Wei Cheng, who led this project as part of his post-doctoral work at UBC, found a new way to make glass materials that change colour in response to electricity, building on a technique co-developed in Berlinguette’s lab. Cheng’s method deposits a liquid solution containing a metal ion onto glass, then uses UV light to transform it into a film that coats the glass. The film is completely transparent but becomes blue when electricity passes through, ultimately creating the active component of a smart window.
Smart windows currently cost about $500 to $1000-m2 to make, much higher than the $30 to $200-m2 cost of a conventional glass window.
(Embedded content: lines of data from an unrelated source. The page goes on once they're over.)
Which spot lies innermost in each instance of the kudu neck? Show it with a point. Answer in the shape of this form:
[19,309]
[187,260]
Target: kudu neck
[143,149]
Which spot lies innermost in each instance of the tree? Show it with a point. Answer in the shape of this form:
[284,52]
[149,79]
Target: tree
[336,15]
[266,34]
With this new method, windows could be manufactured without high temperatures or the vacuum equipment currently used to make such devices, thereby reducing the cost.
“Our technique creates a uniform dynamic coating without the need for special instrumentation,” said Cheng. “Another advantage of our method is that it is compatible with many different metals, and it is scalable.”
Berlinguette and Cheng continue to work to prove the technique by making larger windows that are stable for extended periods.
“A commercial window needs to last many years, and we need to prove our windows can do the same,” said Cheng, who also noted that they were experimenting with more neutral tints so the windows would turn grey instead of blue.
The paper describing this technique, “Photodeposited amorphous oxide films for electrochromic windows”, was published in Chem.